An integrative option for people with insomnia and a psychiatric disorder
Insomnia is a common issue for people with a psychiatric disorder, possibly because of overlapping neurobiology. For example, someone with insomnia is 10 times more likely than someone without insomnia to also have depression. Among patients receiving psychiatric care, compression and weight have been used therapeutically. It has been hypothesized that the calming (and possibly sleep-promoting) effects of such an approach may be similar to what is experienced with acupressure or massage.
A team of researchers at the Karolinska Institute in Stockholm, Sweden conducted a study to determine whether a weighted metal chain blanket could improve insomnia symptoms compared to a light plastic chain blanket. They recruited outpatients with elevated insomnia symptoms who were being treated for one of several mood disorders: major depressive disorder, bipolar disorder, generalized anxiety disorder, or attention deficit hyperactivity disorder (ADHD).
Participants were randomly assigned to receive either a weighted metal chain blanket or a light blanket with plastic chains that were sewn on, which were the same shape and size as the metal chains on the weighted blanket. Those who were provided with a weighted metal chain blanket first tried on an 8-kilogram (17.6 pound) blanket. If this was too heavy, a 6-kilogram (13.2 pound) blanket was then provided. Over a four-week period, their sleep was assessed using surveys and a wrist-based device called an actigraph.
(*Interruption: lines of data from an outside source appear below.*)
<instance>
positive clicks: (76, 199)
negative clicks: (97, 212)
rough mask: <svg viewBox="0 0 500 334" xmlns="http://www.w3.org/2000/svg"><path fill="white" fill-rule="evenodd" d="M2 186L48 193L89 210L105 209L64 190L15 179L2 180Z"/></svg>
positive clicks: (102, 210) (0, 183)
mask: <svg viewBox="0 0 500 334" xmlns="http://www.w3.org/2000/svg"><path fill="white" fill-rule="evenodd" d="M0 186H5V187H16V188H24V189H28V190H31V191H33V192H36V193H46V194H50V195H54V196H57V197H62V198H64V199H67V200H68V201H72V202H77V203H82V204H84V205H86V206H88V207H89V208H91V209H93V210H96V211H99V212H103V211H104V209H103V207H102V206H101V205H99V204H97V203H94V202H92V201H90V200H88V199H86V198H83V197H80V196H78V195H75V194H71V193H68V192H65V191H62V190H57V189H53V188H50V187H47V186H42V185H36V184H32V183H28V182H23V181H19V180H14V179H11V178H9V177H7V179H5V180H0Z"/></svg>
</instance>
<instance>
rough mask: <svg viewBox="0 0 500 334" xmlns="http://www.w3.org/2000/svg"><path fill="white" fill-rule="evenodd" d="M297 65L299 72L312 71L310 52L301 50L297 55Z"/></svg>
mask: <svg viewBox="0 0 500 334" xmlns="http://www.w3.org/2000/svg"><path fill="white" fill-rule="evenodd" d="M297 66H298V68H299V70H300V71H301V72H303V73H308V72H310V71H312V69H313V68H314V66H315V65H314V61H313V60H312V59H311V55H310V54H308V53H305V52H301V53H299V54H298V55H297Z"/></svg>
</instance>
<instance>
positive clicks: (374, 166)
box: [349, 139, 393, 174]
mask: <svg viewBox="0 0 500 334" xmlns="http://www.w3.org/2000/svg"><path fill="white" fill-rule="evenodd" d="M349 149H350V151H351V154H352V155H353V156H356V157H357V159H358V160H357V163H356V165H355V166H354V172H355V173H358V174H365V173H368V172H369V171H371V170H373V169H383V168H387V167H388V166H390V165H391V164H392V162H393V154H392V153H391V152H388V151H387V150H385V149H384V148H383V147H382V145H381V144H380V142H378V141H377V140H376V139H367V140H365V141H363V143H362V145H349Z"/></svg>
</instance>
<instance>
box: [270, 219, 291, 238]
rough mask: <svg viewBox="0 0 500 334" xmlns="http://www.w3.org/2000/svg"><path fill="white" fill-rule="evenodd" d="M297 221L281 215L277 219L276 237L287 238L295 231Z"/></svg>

What did the researchers learn?
Participants who used the weighted metal chain blanket reported that their insomnia symptom severity declined significantly, while those who had used the light blanket did not experience such notable improvements. Furthermore, depressive symptoms and anxiety symptoms decreased much more for those who used the weighted blanket than those who used the light blanket. This secondary finding is consistent with other work showing that interventions designed to treat insomnia can have a meaningful impact on mood.
These promising findings are tempered by data showing that there were no significant improvements to key insomnia metrics, such as the amount of time spent awake after falling asleep, when sleep was tracked objectively using the actigraph. Other research conducted in children has also failed to demonstrate that weighted blankets significantly change sleep outcomes when measured using an actigraph.
Should you buy a weighted blanket?
While these findings are intriguing, more research is needed. It is important to note that there is a very real placebo effect for insomnia symptoms. This means that if you are someone who believes a weighted blanket could have a positive effect on your sleep tonight… well, it's quite possible that it will. For healthy adults, weighted blankets are considered safe as long as the individual can lift the blanket off when necessary. Because sleep is such a subjective experience, the cost of a weighted blanket may be money well spent — as long as you don’t forget that there are other options available to treat insomnia, with much more research data to support their effectiveness.